Stakes high for nuclear talks by Iran, 6 nations
ALMATY, Kazakhstan - Iran and world powers trying to curb Iran's nuclear progress are coming to the negotiating table this week with the window shrinking on diplomacy. Tehran is moving closer to the ability to make atomic arms, and that risks the threat of Mideast conflict.
Israel says the Islamic Republic is only a few months away from the threshold of having material to turn into a bomb and has vowed to use all means to prevent it from reaching that point. The United States has not said what its "red line" is, but has said it would not tolerate an Iran armed with nuclear weapons.

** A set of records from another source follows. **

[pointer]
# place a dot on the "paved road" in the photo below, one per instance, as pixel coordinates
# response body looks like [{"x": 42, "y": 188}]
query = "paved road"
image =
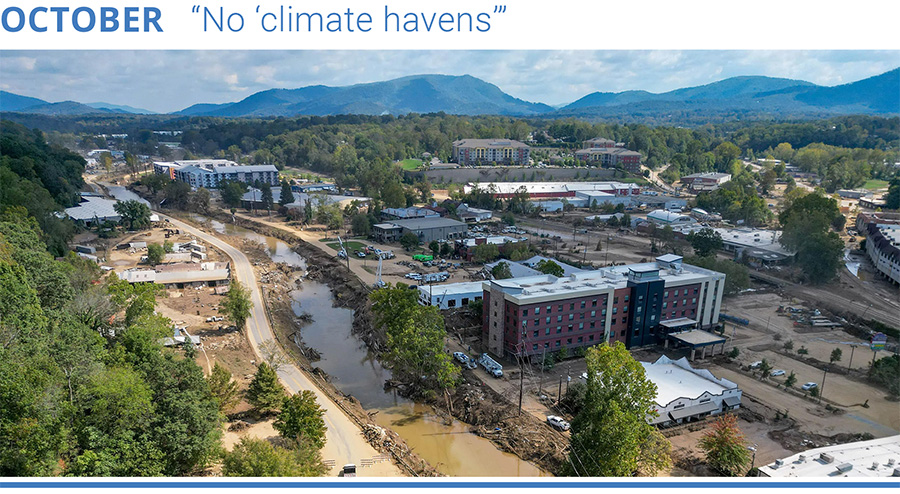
[
  {"x": 345, "y": 443},
  {"x": 863, "y": 302}
]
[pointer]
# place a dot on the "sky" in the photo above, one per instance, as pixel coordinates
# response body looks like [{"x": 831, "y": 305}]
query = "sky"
[{"x": 166, "y": 81}]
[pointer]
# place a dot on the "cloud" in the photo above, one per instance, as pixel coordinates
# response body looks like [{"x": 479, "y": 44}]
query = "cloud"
[{"x": 172, "y": 80}]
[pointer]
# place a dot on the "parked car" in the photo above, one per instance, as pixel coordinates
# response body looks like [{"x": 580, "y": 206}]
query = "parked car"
[{"x": 558, "y": 422}]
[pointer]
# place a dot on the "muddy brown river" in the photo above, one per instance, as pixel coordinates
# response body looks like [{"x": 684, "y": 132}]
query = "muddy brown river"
[{"x": 452, "y": 449}]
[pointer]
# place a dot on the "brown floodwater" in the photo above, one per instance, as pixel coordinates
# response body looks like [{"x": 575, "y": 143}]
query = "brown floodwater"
[{"x": 450, "y": 448}]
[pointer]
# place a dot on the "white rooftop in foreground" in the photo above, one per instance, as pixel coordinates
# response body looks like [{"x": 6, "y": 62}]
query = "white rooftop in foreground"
[
  {"x": 677, "y": 379},
  {"x": 856, "y": 459}
]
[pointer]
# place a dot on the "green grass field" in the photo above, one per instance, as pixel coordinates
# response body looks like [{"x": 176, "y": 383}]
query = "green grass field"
[
  {"x": 411, "y": 164},
  {"x": 875, "y": 184},
  {"x": 350, "y": 245}
]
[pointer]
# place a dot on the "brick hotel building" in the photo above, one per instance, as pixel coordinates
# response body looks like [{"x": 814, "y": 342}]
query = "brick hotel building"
[{"x": 637, "y": 304}]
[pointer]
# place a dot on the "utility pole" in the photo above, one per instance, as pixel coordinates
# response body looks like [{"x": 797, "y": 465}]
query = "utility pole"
[
  {"x": 521, "y": 380},
  {"x": 559, "y": 391},
  {"x": 606, "y": 259}
]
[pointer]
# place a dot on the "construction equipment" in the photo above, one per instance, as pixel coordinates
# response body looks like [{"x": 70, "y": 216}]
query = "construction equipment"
[
  {"x": 378, "y": 281},
  {"x": 343, "y": 252}
]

Any strike on Iran would provoke fierce retaliation directly from Iran and through its Middle East proxies in Syria, Lebanon, and Palestine, raising the specter of a larger Middle East conflict. The stakes are clearly high for negotiators from six nations meeting their Iranian counterparts Friday and Saturday in the Kazakh commercial capital, Almaty.
While not mentioning the use of force, the United States and Israel both warned Iran ahead of that meeting that they would not allow it to acquire nuclear arms.
Israeli Prime Minister Benjamin Netanyahu said Iran was a model of a country that was "talking but at the same time developing nuclear weapons."
"I think that model certainly can't be allowed to happen in the case of Iran," said Netanyahu Wednesday.
In Washington, a senior U.S. administration official urged Tehran to meet demands from the six powers that it scale back on uranium enrichment - a potential path to nuclear weapons. The official demanded anonymity as a condition for speaking on the issue.
The six - the United States, Russia, China, Britain, France, and Germany - hope the talks will result in at least an incremental advance in a decade of efforts to reduce Iran's bomb-making capacities by curbing its uranium-enrichment program.
The two sides parted in February after meeting in Almaty agreeing to at least keep talking over a new proposal submitted by the six. But they remain vastly divided on what they want from each other.
Iran wants an end to punishing sanctions crippling its economy, imposed to force it to end uranium enrichment. Iran denies any interest in atomic arms.
The six have moved from demanding a total end to enrichment. As a first step, they now are asking Tehran only to stop production and stockpiling of uranium enriched to 20 percent, which is just a technical step away from weapons-grade uranium.
While the six are dangling some sanctions relief, they are not offering to lift sanctions on Iranian oil exports and other punitive measures. The offer is not enough for Iran, so at best, the negotiations will end Saturday with an agreement that enough progress was made to talk again.